Monday, March 30, 2009

Inside Voices (And not the ones in my head)

Did you ever have a teacher in grammar school remind you to use your “inside voice”? No, this was not some new age concept about dealing with your inner self but merely a reminder that if you are inside there is no reason to shout at volume 11 to the person sitting next to you. One of my teachers even went as far as to label it the “12 inch voice” or the volume you would use to speak to someone who is just 12 inches away from you.

I’m guess that there are a lot of people who work in my office who are not familiar with this concept. Perhaps because they simply forgot everything that happened to them in grammar school because they graduated the same year as Lincoln or maybe they repressed those memories because something horrible happened to them one day on the jungle gym. Whatever the reason may be these co-workers of mine need to be reminded that if you are in your cubicle, talking to another person in the same cubicle, that there is no reason that I should be able to hear every word you are saying when I sit 3 cubicles over.

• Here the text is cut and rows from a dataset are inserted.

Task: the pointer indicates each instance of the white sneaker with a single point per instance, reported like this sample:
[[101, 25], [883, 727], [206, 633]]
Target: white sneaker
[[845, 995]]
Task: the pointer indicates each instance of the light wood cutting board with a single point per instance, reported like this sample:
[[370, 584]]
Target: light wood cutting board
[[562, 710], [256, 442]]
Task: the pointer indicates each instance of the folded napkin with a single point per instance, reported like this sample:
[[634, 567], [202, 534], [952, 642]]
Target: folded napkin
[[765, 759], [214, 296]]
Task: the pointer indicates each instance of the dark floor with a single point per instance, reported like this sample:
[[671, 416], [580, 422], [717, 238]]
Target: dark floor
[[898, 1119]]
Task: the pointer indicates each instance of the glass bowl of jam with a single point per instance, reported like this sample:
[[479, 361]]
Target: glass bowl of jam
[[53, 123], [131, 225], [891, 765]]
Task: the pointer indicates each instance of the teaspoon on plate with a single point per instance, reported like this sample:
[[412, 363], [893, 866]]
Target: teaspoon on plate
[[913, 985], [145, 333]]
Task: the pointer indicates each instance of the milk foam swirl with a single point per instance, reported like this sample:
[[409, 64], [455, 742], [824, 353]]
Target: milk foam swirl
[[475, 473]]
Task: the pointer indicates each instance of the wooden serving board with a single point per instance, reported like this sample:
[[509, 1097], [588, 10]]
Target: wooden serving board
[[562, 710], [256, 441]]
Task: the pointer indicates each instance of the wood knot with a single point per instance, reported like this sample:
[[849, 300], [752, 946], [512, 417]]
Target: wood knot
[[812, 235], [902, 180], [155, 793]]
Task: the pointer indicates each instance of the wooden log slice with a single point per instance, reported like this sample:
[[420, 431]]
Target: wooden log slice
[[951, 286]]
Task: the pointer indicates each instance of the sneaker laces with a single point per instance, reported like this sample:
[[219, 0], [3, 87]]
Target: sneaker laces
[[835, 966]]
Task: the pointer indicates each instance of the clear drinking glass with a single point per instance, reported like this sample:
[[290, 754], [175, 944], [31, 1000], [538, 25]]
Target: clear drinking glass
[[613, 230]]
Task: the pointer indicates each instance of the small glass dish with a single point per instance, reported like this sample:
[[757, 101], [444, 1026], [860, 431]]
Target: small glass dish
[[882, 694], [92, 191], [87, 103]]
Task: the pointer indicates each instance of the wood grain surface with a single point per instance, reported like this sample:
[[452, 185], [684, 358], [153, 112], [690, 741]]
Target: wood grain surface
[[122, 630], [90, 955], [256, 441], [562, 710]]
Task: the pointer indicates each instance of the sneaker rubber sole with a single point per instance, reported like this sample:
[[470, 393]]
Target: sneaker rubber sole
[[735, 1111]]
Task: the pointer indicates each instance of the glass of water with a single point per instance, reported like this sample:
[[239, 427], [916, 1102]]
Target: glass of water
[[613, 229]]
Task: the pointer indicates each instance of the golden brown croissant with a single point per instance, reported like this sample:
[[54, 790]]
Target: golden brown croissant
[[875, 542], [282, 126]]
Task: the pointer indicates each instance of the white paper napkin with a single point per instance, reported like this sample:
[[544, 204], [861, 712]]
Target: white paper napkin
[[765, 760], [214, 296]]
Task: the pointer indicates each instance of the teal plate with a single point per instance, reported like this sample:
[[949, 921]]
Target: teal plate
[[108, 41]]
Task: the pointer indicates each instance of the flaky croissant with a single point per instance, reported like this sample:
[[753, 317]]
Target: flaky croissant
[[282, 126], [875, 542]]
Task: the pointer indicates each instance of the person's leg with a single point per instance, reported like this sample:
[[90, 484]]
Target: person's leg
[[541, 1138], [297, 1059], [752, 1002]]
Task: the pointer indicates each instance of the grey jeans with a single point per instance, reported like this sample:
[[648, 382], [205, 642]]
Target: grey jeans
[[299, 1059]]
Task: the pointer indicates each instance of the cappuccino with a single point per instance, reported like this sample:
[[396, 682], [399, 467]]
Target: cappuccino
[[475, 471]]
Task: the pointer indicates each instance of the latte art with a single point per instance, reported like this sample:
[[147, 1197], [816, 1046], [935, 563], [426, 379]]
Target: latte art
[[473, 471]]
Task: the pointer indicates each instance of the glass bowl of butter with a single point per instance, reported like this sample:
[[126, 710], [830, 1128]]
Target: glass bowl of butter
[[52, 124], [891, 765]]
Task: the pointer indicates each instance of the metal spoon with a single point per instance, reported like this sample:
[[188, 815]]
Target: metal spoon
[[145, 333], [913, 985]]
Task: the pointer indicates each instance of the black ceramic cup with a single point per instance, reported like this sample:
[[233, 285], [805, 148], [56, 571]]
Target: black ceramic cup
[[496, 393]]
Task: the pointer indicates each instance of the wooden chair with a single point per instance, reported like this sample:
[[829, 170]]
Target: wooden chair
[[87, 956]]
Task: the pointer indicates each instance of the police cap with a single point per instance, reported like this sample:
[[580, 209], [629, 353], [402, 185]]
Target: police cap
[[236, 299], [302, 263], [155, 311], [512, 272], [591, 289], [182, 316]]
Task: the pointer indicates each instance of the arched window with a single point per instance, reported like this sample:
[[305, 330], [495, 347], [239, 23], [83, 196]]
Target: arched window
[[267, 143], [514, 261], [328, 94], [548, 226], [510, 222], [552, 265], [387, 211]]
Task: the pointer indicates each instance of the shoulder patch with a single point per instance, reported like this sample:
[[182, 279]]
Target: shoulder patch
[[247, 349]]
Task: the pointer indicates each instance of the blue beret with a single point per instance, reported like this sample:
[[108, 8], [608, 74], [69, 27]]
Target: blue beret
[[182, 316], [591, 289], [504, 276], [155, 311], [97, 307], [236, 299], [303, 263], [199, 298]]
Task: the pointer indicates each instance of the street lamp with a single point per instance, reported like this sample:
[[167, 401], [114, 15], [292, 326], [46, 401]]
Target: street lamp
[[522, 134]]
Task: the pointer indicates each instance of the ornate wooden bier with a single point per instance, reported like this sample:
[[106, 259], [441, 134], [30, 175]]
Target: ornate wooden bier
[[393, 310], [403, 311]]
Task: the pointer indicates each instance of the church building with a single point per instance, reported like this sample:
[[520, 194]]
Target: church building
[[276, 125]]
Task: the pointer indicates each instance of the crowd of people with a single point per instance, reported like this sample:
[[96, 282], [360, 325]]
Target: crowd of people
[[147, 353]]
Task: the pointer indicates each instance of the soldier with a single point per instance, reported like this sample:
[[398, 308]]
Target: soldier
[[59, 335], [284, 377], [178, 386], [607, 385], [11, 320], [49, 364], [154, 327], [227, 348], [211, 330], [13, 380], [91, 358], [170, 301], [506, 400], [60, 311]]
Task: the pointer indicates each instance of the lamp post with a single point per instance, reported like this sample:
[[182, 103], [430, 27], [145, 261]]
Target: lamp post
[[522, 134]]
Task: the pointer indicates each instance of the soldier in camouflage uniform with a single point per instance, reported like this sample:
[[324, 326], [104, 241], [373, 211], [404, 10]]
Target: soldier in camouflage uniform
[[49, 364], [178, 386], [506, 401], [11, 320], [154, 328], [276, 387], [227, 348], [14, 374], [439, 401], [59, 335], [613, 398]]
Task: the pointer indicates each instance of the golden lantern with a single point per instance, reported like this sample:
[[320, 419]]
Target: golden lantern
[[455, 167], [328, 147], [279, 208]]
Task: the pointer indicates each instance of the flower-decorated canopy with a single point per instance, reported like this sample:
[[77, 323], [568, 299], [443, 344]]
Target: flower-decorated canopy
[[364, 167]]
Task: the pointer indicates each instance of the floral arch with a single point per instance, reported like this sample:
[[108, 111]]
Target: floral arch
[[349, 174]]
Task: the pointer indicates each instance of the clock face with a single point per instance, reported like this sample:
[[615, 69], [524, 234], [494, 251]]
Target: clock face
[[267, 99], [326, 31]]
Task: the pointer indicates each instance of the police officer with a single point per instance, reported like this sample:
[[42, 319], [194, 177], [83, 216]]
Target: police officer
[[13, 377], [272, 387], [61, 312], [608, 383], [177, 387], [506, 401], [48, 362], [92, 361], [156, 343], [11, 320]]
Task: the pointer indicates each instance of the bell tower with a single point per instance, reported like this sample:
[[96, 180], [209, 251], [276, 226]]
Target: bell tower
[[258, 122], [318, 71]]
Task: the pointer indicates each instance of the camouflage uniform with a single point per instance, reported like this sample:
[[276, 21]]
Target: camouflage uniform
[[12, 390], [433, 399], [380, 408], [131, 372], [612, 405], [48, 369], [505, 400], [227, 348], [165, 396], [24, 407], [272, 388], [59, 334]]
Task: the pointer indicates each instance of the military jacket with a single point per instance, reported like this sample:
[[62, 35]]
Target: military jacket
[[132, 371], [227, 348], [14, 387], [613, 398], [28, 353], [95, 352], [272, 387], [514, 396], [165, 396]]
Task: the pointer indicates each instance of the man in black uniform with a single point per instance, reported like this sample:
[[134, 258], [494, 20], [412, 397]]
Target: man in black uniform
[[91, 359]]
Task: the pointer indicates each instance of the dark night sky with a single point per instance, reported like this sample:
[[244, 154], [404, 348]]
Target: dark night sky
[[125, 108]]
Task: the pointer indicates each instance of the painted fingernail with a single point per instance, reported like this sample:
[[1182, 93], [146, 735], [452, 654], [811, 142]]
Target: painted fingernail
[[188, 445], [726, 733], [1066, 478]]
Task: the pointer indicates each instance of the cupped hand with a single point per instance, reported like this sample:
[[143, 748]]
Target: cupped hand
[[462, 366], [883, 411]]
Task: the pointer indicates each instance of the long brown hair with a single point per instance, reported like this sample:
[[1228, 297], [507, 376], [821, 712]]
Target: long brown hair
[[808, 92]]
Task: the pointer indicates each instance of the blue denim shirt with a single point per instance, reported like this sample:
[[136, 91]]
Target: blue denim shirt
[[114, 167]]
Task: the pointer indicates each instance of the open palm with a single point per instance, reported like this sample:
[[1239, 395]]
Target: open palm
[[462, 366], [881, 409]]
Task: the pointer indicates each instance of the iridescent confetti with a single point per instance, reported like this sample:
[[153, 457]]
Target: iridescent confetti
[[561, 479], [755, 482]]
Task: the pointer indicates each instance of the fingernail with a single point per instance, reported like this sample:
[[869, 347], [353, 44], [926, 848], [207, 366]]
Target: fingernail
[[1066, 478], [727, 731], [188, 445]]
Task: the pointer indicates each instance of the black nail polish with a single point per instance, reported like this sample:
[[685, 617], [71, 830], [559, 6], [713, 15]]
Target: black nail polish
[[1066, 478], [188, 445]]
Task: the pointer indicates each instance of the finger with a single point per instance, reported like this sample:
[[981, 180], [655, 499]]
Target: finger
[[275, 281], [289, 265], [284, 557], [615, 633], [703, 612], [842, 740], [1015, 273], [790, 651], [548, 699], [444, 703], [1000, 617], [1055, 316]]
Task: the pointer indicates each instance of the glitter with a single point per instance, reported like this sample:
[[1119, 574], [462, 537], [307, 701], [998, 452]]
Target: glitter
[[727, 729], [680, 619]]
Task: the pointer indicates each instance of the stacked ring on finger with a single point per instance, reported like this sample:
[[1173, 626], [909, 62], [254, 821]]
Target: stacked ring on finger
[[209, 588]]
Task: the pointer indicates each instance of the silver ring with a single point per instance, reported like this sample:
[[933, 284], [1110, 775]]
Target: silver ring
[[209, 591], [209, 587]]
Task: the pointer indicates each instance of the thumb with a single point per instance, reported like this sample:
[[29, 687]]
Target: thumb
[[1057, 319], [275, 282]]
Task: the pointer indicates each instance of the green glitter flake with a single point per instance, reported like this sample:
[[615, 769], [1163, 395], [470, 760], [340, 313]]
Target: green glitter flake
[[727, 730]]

And while listening into other peoples conversations is generally a guilty pleasure of mine, it does not mean that I find the following topics interesting enough that I want to pause what I am working on and takes notes:

- Your children and how horrible/adorable/smart/backstabbing they are

- Any medical issues you are having (the more detailed the conversation the worse it generally is)

- Spouse problems that have the dramatic power of a Charmin commercial

- A 15 minute conversation about what you brought for lunch and how long is will take to heat up

- A recap of what happened on “Dancing with the Stars”

If you want to share with the world you feeling about another co-worker or how you think the Fun Committee (which I am a proud member of) could be doing better, by all means, shout it from on high* and let me hate you just a bit more.

Otherwise please use your inside voices because what you have to say is only interesting to you.

~The Office Scribe

* It would be much appreciated if you could duplicate that scene from Dead Poet's Society and stand on your desk and shout (Walt Whitman quote is optional)

2 comments:

Unknown said...

You have a Fun Committee? Heck, I'd settle for a 'Combatting Treacherous Bitchiness' committee. Though I fear no one would be qualified to serve on it.

Shawn said...

It seems there's a direct volume to interest ratio with office speech (as well as other environments). The louder something is said, the less you probably care, and vice versa.